Another group that stands in society’s way on its path to trans acceptance might surprise you: a small but vocal minority of feminists. Mainstream feminists have long accepted trans people and our gender identities. But other more radical or gender critical feminists make many of the same arguments that conservative religious authorities make. They say trans people pose a moral and ethical threat to society. That we are mentally disordered and self-hating. That we deceive others and even ourselves about who we “really” are. They reinforce the gender binary, rather than blur and disrupt it.
This small group of feminists and religious leaders have set themselves up as judges for who is a man or a woman. They’re like gender police. The order they believe in is biological essentialism. That biology equals destiny. Now I can’t win with these gender police. If I’m too masculine, they say. “Oh, well you’re really a man.” If I’m too feminine, they say “You’re really a man who is perpetuating stereotypes and hates women.”
Tyranny of the Binary.
Their voices get amplified far beyond their numbers because of other holdouts making a last stand. These holdouts in religion, law, medicine, and media gladly give platforms and support to anti-transgender views, often while denying us the chance to respond. They misrepresent and vilify us. They even attack the parents who love and support young trans children.

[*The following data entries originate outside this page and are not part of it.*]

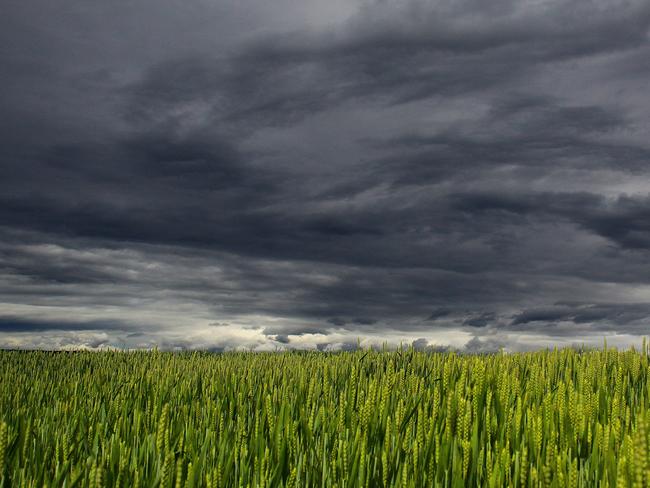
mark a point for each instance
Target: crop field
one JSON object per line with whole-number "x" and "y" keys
{"x": 561, "y": 418}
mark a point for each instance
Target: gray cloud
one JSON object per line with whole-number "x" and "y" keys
{"x": 463, "y": 174}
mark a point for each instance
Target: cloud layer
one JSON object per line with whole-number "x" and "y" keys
{"x": 246, "y": 174}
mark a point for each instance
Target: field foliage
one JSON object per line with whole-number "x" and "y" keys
{"x": 561, "y": 418}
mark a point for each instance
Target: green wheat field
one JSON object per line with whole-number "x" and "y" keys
{"x": 554, "y": 418}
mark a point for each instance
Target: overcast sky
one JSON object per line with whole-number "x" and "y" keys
{"x": 304, "y": 173}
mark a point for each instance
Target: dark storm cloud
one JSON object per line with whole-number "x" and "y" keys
{"x": 18, "y": 324}
{"x": 381, "y": 169}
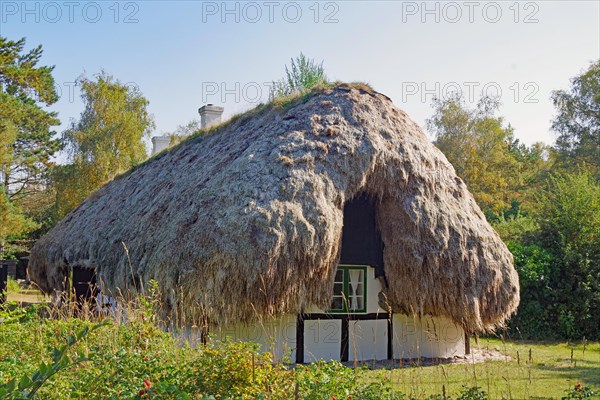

They say our activism has gone “too far.” But I say we haven’t gone far enough. Because this goes far beyond gender identity.
Being transgender is not a sin, or a crime, or a disease, or a joke. It is a great gift. We are living our dreams, like the generations of transgender people before us. Their hard work and suffering allowed me to stand before you tonight with this message. We exist in every society. Every language has a name for us. Many societies have an honored place for us. We’re artists. We’re spiritual leaders. We are healers.
So I come to you tonight with a message of healing.
Each of you contains multitudes. You are more than just your body parts. You are more than just your experiences. You are more than just a bunch of simplified labels.
Each of you can transcend the oppressive roles under which we all labor in society. That is the promise of the future that trans people embody now.
Dare to imagine a society where we don’t blindly accept limitations imposed on our bodies and minds. Where we are no longer limited by the accident of our birth.
The path to that accepting society begins by recognizing and honoring our differences.
And acceptance does not come from society. Acceptance comes from each of you.
I’m no longer nervous. I’m full of hope, not fear. And I hope you are, too. Thank you very much.